ADHD Love Languages: Part Two

Cracking the Love Code: Neurodivergent Love Languages Revealed

Awareness

Creating and sustaining meaningful connections is akin to tending a vibrant garden. Just as a garden thrives with a diverse array of flowers, expressing love through various gestures and actions allows our relationships to blossom.

Perhaps unsurprisingly, though, neurodivergent folks tend to put their own spin on showing affection, which often means their garden goes unnoticed or misunderstood.

In this article, we will explore the five love languages, how they may differ for neurodivergent folks, and how to foster deeper understanding so that every “garden” may be appreciated.

The 5 Love Languages

Just as a gardener carefully selects and plants seeds according to their personal taste and needs, everyone plants different seeds of love in relationships. By diversifying our expressions of love–our love languages–we create a rich foundation for strong and flourishing connections.

In short, the idea behind love languages is that individuals give and receive love in different ways. Recognizing and understanding these differences can improve communication and strengthen relationships.

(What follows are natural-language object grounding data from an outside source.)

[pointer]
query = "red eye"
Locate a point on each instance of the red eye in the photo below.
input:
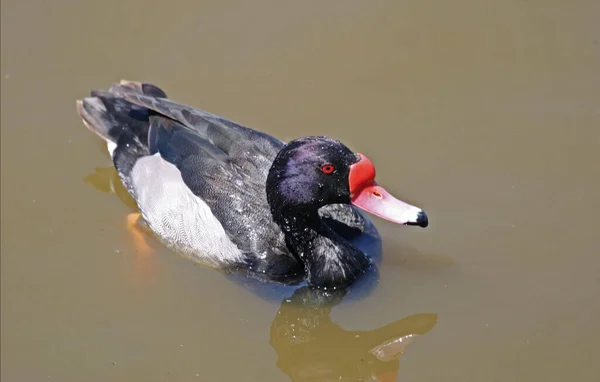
(328, 169)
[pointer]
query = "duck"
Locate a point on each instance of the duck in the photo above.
(238, 199)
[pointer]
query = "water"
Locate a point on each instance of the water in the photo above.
(484, 114)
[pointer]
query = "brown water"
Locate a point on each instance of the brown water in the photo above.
(486, 114)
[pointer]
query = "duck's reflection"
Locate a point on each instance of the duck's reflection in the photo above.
(311, 347)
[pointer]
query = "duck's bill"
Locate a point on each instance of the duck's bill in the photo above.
(376, 200)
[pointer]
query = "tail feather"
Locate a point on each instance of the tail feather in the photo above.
(107, 114)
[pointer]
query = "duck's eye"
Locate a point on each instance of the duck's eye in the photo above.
(328, 169)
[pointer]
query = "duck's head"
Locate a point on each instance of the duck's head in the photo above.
(311, 172)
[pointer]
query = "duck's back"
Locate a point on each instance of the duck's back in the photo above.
(199, 179)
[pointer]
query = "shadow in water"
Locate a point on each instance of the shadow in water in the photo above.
(311, 347)
(106, 179)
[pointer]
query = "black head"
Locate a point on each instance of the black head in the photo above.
(309, 173)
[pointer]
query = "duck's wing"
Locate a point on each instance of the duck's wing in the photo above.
(227, 169)
(248, 148)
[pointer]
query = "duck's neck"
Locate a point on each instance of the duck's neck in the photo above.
(330, 261)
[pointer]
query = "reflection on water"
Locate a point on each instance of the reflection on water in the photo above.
(311, 347)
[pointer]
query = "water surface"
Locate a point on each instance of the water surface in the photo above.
(485, 114)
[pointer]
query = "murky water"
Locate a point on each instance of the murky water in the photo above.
(486, 114)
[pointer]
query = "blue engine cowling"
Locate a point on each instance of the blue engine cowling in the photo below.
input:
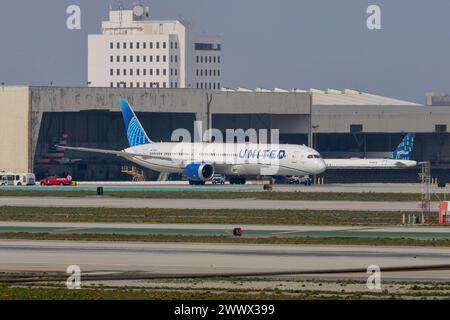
(199, 171)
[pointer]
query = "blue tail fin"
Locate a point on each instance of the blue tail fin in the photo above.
(135, 131)
(405, 148)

Traditionally, the five love languages are defined as:

  1. Physical Touch: Cuddling, hugs, holding hands, kissing, sex, etc.
  2. Quality Time: Any meaningful time (aka, without phones or other distractions) spent together. Making eye contact, being present and focusing undivided attention on each other
  3. Words of Affirmation: Compliments, praise, gratitude, and support through words - whether written or spoken (love notes, sweet texts, etc.)
  4. Gifts: For those who like to give and receive gifts as a form of love, it often isn’t about monetary value! What really matters here is that the gift is meaningful; that you spend the time and effort to choose something that shows you pay attention to them, and know what brings them joy.
  5. Acts of Service: Anything you do for the other person to show that you care and appreciate them. Household chores, making sure their gas tank is full, starting the car for them before work on a cold day, etc.

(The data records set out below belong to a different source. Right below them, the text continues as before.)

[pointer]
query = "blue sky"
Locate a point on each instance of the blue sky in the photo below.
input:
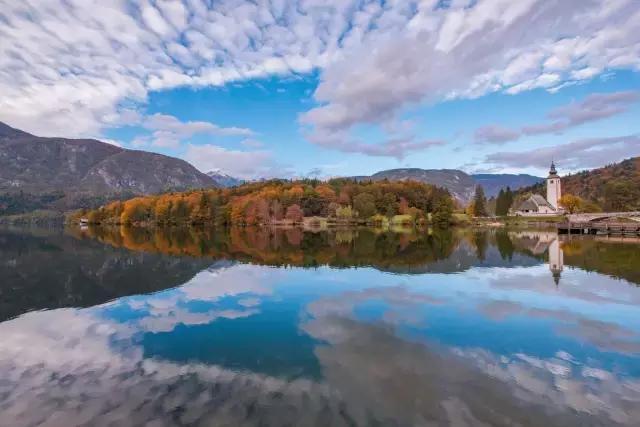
(304, 88)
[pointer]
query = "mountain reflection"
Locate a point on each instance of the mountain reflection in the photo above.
(203, 327)
(404, 251)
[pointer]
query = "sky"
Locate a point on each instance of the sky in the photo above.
(320, 88)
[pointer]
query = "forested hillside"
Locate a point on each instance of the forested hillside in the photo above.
(61, 174)
(279, 201)
(613, 188)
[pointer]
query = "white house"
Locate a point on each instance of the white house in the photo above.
(536, 205)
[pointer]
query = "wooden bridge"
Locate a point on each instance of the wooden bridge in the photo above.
(602, 223)
(602, 216)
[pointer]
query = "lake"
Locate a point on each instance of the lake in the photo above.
(274, 327)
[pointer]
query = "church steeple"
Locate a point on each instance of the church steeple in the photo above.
(554, 191)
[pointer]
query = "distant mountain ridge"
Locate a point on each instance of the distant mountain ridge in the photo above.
(615, 187)
(223, 180)
(493, 183)
(460, 184)
(84, 172)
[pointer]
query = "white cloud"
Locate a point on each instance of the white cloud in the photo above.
(68, 67)
(465, 51)
(592, 108)
(237, 163)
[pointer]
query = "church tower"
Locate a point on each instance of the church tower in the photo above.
(556, 260)
(553, 187)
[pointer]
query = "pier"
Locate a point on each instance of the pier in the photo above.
(608, 228)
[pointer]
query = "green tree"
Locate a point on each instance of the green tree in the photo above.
(364, 204)
(501, 203)
(443, 212)
(479, 202)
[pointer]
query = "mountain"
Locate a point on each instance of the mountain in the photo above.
(614, 187)
(224, 180)
(460, 184)
(62, 174)
(492, 183)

Neurodivergent Love Languages

The following are some of the ways that neurodivergent individuals may express love. You may notice that several of these are actually quite similar to the five traditional love languages; however, there are key differences. Here are the five neurodivergent love languages, and what they actually mean:

Please Crush My Soul Back Into My Body

Deep pressure can be extremely soothing - not only for neurospicy folks, but we tend to enjoy and need it more than neurotypical people. The deep pressure from a tight hug, a weighted blanket, etc., helps produce feel-good hormones, such as oxytocin, serotonin, and dopamine, and decreases stress hormones like cortisol.

Parallel Play

This is, in essence, spending time together in the same space doing your own thing. For example, one person reads while the other plays a video game. Many neurodivergent people have very different energy and stimulation needs, and therefore tend to need more alone time and personal space to recharge and reduce overstimulation. If a neurodivergent person allows you into their space while they are resting, it’s a sign of trust and comfort, as if to say, “I trust that you’ll respect my need to not interact. Being around you doesn’t drain my energy, and is soothing/comforting.”

Infodumping

Many neurodiverse folks have special interests - topics that they are extremely passionate about, and can talk about at great length and in great detail. However, in many spaces we’re shamed - either for being so intensely interested in a ‘strange’ topic, or for talking so much about it. Thus, infodumping is a sign of great trust and comfortability in the listener.

“I found this cool rock/button/leaf/etc and thought you would like it”

Also referred to as Penguin Pebbling, after the behavior of several penguin species that ‘gift’ their mates with pebbles to build their nests, this love language is all about showing the recipient that we care because we were thinking about them. It’s really very similar to the traditional love language of gifting, with the main difference being the type of gift - something small, often of little to no monetary value, that demonstrates an appreciation for the unique relationship and connection.

Support Swapping

Certain tasks can be particularly difficult for neurodivergent individuals to complete. The specific tasks vary greatly from person to person. However, for some reason, the same task may be quite easy to do when performing it for someone else. For example, let’s say making a phone call to schedule a doctor’s appointment may be incredibly difficult for Jane. However, she finds it easy to schedule an appointment for her partner. Support swapping is, in essence, identifying those tasks each person struggles with most, and ‘swapping’ by performing those tasks for each other.

Wrapping It Up

Just as a well-tended garden brings beauty and joy, nurturing our connections through diverse expressions of love fosters strong and fulfilling relationships. If you have a neurodivergent friend, family member, or partner, it’s important to recognize that they may express their love in a different way. The more you can speak with the person about each of your preferred love languages - whether the traditional types, or the neurodivergent types - the better you’ll both learn how to communicate your affection and care for the other.